Il y a cinq ans, donc, courant décembre j’ai porté plainte pour vol de chèques à l’encontre de la personne que j’employais comme auxiliaire de vie et qui petit à petit était devenue plus qu’une amie, une confidente. Le 2 Février 2010, l’aboutissement de cette plainte condamna cette dame à me rembourser sous peine de six mois d’emprisonnement.
Ayant obtenu un appartement dans un logement H.L.M. je me suis mis à la recherche d’auxiliaires de vie pour m’aider à faire mes repas et mon ménage. Quelques petites annonces posées dans le quartier et le « bouche à oreilles » m’ont permis de trouver rapidement deux personnes. Une qui venait m’aider pour toutes les petites choses que je ne peux pas faire, une à deux heures par jour, une autre pour le ménage quatre heures par semaine.

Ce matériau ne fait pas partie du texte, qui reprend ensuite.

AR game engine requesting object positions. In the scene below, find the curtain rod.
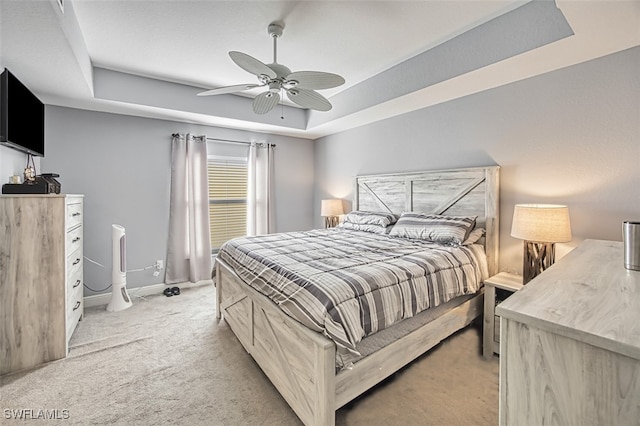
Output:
[207,138,276,148]
[171,133,276,148]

Par chance, Patricia une voisine de l’immeuble d’en face s’est trouvée disponible et pleine de bonne volonté pour venir travailler chez moi. Une auxiliaire de vie qui demeurait près de chez moi, c’était très rassurant y compris pour ma famille.
Tout se passait très bien à l’exception des déclarations que je faisais auprès de l’URSSAF car il y avait curieusement une erreur informatique tous les mois (uniquement pour cette Patricia pas pour l’autre personne). Au fil des années nos deux vies se sont rapprochées par des confidences naturelles qui se nouent lorsqu’on côtoie quelqu’un presque tous les jours. Parmi ses innombrables confessions j’en retiendrai une seule qui a soudé très fortement son emprise sur moi. Tous les lundis matin elle arrivait, l’air triste, fatiguée du week-end qu’elle passait auprès de son fils qui était dans le coma dans un hôpital militaire au début à Bordeaux puis à Toulouse. Pour lui changer les idées, je lui proposai donc de venir avec moi quand je partais pour des réunions. J’étais à l’époque membre de la Commission Nationale des Jeunes de l’A.P.F. et déjà membre du comité régional de la Fraternité Chrétienne des Personnes Malades et Handicapées. Par conséquent j’avais beaucoup de déplacements associatifs qui se déroulaient pour la plupart dans une ambiance amicale.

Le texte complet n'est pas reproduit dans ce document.